Dalam perkembangan sejarah, teori dan pemikiran tentang pengorganisasian kekuasaan dan tentang organisasi negara berkembang sangat pesat. Menurut Jimly Asshiddiqie, hal ini disebabkan tuntutan keadaan dan kebutuhan nyata, baik faktor-faktor sosial, ekonomi, politik dan budaya di tengah dinamika gelombang pengaruh globalisme versus lokalisme yang semakin kompleks menyebabkan variasi struktur dan fungsi organisasi serta institusi kenegaraan berkembang dalam banyak ragam dan bentuknya. Negara melakukan eksperimentasi kelembagaan (institutional experimentation) melalui berbagai bentuk organ pemerintahan yang dinilai lebih efektif dan efisien sehingga pelayanan umum (public services) dapat benar-benar terjamin. Kelembagaan tersebut disebut dengan istilah dewan (council), komisi (commission), komite (committee), badan (board), atau otorita (authority).[1]
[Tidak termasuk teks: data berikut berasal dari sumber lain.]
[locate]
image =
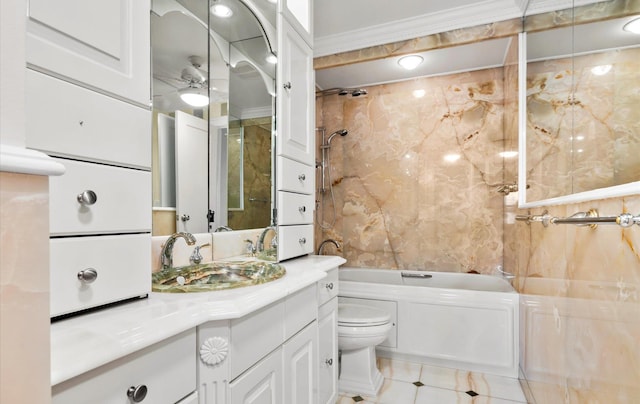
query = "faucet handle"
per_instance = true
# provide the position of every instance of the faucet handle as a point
(196, 257)
(250, 248)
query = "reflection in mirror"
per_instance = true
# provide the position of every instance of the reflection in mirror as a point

Sebagai akibat tuntutan perkembangan yang semakin kompleks dan rumit, organisasi-organisasi kekuasaan yang birokratis, sentralistis dan terkonsentrasi tidak dapat lagi diandalkan. Salah satu akibatnya, fungsi-fungsi kekuasaan yang biasanya melekat dalam fungsi-fungsi lembaga-lembaga eksekutif, legislatif dan bahkan yudikatif dialihkan menjadi fungsi organ tersendiri yang bersifat independen. Sehingga dimungkinkan adanya suatu lembaga negara baru yang menjalankan fungsi yang bersifat campuran dan masing-masing bersifat independen (independent bodies)  atau quasi independen. Terdapat beberapa ahli yang mengelompokkan independent agencies (lembaga independen) semacam ini dalam domain atau ranah kekuasaan eksekutif. Ada pula sarjana yang mengelompokkannya secara tersendiri sebagai the fourth branch of the government, seperti yang dikatakan oleh Yves Meny dan Adrew Knapp.[2]

 

 



[1] Yusa Djuyandi, 2017, Pengantar Ilmu Politik, Jakarta, Rajawali Pers, hlm. 129

[2] Suparto, “Pemisahan Kekuasaan, Konstitusi Dan Kekuasaan Kehakiman Yang Independen Menurut Islam”, Jurnal Selat, I (Oktober 2016), hlm. 117.